Do Private Fee-for-Service Plans Have Drug Coverage?
Learn if Private Fee-for-Service (PFFS) Medicare plans offer drug coverage and how to find the right plan for your medication needs.
Learn if Private Fee-for-Service (PFFS) Medicare plans offer drug coverage and how to find the right plan for your medication needs.
Private Fee-for-Service (PFFS) plans are a type of Medicare Advantage (Part C) plan offered by private insurance companies. They provide an alternative way to receive Medicare benefits. PFFS plans must cover everything Original Medicare (Parts A and B) covers. Many individuals considering these plans often wonder about the inclusion of prescription drug coverage.
A Private Fee-for-Service (PFFS) plan allows beneficiaries to visit any Medicare-approved provider who accepts the plan’s terms and conditions of payment. Unlike some other Medicare Advantage plans, a PFFS plan does not require a primary care physician or referrals to see specialists, offering flexibility in choosing healthcare providers. Providers decide whether to accept the plan’s payment terms on a service-by-service basis, although some PFFS plans may have networks of providers who have agreed to always treat plan members.
PFFS plans can include integrated prescription drug coverage (MA-PD) or they may not. If a PFFS plan does not offer drug coverage, beneficiaries must enroll in a separate Medicare Part D Prescription Drug Plan (PDP) to obtain medication coverage. This distinguishes PFFS plans from some other Medicare Advantage plan types where a separate Part D plan is generally not permitted if the Medicare Advantage plan does not include drug coverage.
When a PFFS plan includes integrated prescription drug coverage, this component functions similarly to a standalone Medicare Part D plan. The plan uses a formulary, a list of covered prescription drugs categorized into different tiers. Drugs in lower tiers, such as preferred generics, typically have lower out-of-pocket costs than those in higher tiers, which often include brand-name or specialty drugs. All Medicare drug plans must cover at least two drugs in most drug categories and all drugs in certain protected classes, such as HIV/AIDS treatments and antidepressants.
Beneficiaries will encounter various cost-sharing structures for prescription drugs, including deductibles, copayments, and coinsurance. For 2025, the standard Part D deductible is $590, though some plans may offer a lower or zero deductible. After meeting the deductible, individuals enter the initial coverage phase, paying a copayment or coinsurance, with the plan covering the rest. The coverage gap (“donut hole”) has been eliminated starting in 2025, and there is a $2,000 annual cap on out-of-pocket spending for covered drugs, after which beneficiaries pay nothing for the remainder of the year.
Integrated drug plans utilize pharmacy networks, which influence out-of-pocket costs. Plans may have preferred pharmacy networks where beneficiaries pay less for their prescriptions. Utilization management tools like prior authorization and step therapy may also be applied to certain medications. Prior authorization requires plan approval before covering a drug, while step therapy necessitates trying a less expensive alternative medication first. These measures help manage costs but can sometimes require additional steps to ensure coverage for needed medications.

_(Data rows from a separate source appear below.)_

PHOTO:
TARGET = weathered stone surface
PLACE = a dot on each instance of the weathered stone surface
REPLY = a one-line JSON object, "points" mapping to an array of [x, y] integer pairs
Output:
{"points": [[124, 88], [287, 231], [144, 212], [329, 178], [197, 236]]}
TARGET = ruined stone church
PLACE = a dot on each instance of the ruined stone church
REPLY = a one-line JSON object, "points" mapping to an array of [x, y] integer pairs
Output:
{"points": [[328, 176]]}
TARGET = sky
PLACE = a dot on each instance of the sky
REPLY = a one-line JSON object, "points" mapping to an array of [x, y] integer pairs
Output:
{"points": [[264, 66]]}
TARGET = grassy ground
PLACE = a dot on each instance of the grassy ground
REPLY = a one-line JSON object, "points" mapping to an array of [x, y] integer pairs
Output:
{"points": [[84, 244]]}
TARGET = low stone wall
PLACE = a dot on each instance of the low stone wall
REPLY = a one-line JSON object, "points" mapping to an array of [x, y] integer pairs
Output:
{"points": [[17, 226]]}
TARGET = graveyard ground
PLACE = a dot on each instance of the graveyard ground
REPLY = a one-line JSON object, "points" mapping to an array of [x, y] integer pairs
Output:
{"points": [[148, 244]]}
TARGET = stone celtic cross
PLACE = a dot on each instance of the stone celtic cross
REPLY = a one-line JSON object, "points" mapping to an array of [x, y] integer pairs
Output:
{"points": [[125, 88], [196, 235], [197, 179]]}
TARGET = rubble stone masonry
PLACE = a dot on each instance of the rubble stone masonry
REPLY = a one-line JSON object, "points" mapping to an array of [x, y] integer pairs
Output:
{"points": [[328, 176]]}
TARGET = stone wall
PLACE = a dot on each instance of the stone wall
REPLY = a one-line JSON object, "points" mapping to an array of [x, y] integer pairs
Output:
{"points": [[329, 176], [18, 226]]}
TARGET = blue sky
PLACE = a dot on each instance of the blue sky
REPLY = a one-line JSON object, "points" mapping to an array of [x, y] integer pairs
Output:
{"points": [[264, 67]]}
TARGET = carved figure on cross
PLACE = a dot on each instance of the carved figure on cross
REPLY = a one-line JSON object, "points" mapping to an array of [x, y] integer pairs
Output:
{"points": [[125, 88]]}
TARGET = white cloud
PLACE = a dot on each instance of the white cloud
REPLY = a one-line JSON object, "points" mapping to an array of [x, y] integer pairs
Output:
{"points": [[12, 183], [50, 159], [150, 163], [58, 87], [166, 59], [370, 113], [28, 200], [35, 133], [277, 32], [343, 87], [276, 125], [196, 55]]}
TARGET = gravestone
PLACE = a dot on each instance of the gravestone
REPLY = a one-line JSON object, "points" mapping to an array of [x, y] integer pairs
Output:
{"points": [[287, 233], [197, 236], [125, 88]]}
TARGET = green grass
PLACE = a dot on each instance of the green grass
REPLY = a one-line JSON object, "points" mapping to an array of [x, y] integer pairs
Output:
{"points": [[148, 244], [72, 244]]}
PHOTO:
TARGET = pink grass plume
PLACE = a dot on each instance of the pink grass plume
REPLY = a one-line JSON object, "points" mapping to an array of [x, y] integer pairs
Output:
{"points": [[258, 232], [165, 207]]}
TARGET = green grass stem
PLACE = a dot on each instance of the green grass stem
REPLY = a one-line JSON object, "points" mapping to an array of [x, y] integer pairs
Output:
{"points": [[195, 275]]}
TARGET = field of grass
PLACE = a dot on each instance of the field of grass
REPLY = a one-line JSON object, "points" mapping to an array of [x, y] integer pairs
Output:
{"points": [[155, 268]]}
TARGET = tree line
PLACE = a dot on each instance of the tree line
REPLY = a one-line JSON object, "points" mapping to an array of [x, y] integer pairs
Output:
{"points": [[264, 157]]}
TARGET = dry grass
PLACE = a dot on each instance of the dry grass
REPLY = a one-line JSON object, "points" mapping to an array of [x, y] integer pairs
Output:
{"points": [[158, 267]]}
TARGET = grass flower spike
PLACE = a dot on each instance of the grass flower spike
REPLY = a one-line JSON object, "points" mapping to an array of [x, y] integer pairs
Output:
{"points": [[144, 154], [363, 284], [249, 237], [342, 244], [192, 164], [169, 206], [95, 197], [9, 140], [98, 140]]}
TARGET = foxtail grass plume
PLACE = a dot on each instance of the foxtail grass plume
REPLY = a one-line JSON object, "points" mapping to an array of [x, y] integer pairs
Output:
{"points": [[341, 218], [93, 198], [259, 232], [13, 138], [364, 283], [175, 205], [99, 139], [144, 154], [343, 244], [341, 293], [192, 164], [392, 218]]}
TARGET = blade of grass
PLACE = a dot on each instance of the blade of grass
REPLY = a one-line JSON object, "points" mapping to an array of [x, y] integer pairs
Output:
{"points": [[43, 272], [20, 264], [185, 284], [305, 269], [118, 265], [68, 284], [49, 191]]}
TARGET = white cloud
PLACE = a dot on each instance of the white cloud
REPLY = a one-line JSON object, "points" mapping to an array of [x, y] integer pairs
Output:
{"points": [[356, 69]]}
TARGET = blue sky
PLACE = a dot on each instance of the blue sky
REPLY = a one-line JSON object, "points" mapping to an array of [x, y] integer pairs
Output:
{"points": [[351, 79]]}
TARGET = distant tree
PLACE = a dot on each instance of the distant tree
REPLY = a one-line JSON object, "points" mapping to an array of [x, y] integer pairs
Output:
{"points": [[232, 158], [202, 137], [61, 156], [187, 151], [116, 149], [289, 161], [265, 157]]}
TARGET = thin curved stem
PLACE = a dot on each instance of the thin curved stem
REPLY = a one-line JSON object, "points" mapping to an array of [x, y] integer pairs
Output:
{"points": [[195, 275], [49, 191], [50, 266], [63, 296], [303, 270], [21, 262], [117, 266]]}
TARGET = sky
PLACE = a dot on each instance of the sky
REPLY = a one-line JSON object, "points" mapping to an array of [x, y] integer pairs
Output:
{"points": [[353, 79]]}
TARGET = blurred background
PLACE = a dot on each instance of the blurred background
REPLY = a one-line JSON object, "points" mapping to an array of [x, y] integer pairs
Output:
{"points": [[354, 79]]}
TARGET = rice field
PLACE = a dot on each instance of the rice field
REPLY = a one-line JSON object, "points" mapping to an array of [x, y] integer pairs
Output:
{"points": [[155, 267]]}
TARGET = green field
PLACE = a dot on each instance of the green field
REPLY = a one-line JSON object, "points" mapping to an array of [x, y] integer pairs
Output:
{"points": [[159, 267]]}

The official Medicare Plan Finder tool on Medicare.gov is a resource for identifying PFFS plans available in a specific area that incorporate prescription drug coverage. This tool allows for comparison of plans based on estimated out-of-pocket costs for specific medications and preferred pharmacies.

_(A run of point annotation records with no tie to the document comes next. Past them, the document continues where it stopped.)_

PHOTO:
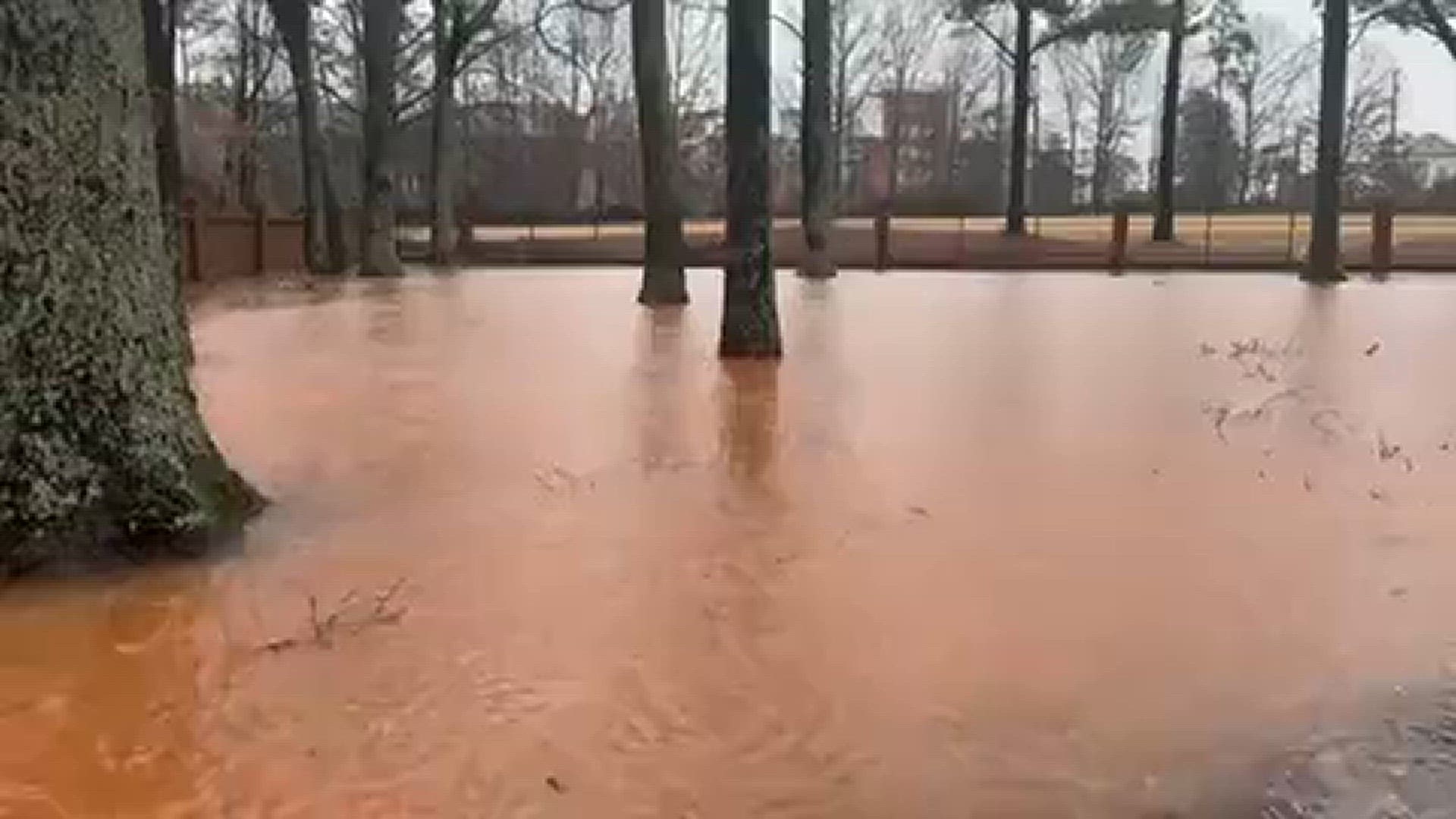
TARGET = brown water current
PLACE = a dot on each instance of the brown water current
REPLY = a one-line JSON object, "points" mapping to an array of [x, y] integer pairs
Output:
{"points": [[979, 545]]}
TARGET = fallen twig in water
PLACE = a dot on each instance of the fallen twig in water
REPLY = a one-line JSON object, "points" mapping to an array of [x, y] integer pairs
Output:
{"points": [[324, 627]]}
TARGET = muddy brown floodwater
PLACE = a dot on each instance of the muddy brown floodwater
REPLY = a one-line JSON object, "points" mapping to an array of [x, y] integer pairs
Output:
{"points": [[979, 547]]}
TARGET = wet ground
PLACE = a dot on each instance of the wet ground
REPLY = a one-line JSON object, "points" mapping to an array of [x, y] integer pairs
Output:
{"points": [[1009, 547]]}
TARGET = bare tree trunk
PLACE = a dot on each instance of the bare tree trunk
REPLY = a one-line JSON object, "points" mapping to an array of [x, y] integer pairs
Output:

Enrollment in or switching between Medicare plans, including PFFS plans with drug coverage, occurs during specific periods. The Annual Enrollment Period (AEP), from October 15 to December 7 each year, is the primary time when individuals can join or change their Medicare health and prescription drug plans, with new coverage beginning on January 1. Evaluating the plan’s formulary is important to ensure all necessary prescriptions are covered and to understand their associated costs. Understanding the estimated total out-of-pocket costs for drugs, including premiums, deductibles, copayments, and coinsurance, is also important for budgeting.